His Butler's Sister is a 1943 American romantic comedy film directed by Frank Borzage and starring Deanna Durbin. The supporting cast includes Franchot Tone, Pat O'Brien, Akim Tamiroff, Evelyn Ankers and Hans Conried. The film was nominated for an Oscar for Best Sound Recording (Bernard B. Brown).

==Plot==
Ann Carter visits New York City to see her half-brother Martin Murphy and to try to start a music career.
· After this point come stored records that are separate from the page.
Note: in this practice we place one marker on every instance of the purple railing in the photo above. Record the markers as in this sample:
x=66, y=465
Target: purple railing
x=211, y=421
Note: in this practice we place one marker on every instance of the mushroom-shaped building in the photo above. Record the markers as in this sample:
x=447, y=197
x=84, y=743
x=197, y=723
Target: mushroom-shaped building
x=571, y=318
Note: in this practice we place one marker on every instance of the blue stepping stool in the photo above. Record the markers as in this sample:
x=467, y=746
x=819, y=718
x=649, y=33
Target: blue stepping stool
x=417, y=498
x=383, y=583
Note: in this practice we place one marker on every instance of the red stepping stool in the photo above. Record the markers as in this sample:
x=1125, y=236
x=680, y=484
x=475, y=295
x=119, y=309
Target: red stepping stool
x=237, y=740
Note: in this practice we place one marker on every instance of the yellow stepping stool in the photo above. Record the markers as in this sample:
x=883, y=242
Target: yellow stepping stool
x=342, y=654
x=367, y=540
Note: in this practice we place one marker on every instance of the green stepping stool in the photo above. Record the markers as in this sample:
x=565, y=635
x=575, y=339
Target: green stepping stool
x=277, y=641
Martin works as a butler for Broadway producer Charles Gerard, so Ann takes a job working for Charles as a maid.

==Cast==
- Deanna Durbin as Ann Carter
- Franchot Tone as Charles Gerard
- Pat O'Brien as Martin Murphy
- Akim Tamiroff as Popoff
- Alan Mowbray as Buzz Jenkins
- Walter Catlett as Mortimer Kalb
- Elsa Janssen as Severina
- Evelyn Ankers as Elizabeth Campbell
- Frank Jenks as Emmett
- Sig Arno as Moreno
- Hans Conried as Reeves
- Florence Bates as Lady Sloughberry
- Roscoe Karns as Fields
- Russell Hicks as Sanderson
- Andrew Tombes as Brophy
- Stephanie Bachelor as Dot Stanley
- Marion Pierce as Margaret Howard
- Iris Adrian as Sunshine Twin
- Robin Raymond as Sunshine Twin

==Production==
The film was announced in January 1943. In April, Frank Borzage signed to direct and Pat O'Brien to star. In May, Franchot Tone signed to play the male lead. The film was then titled My Girl Godfrey. Durbin enjoyed working with Borzage.

Durbin performs a medley of Russian folk songs including "Yamschtschick", "Kalitka" and "Two Guitars."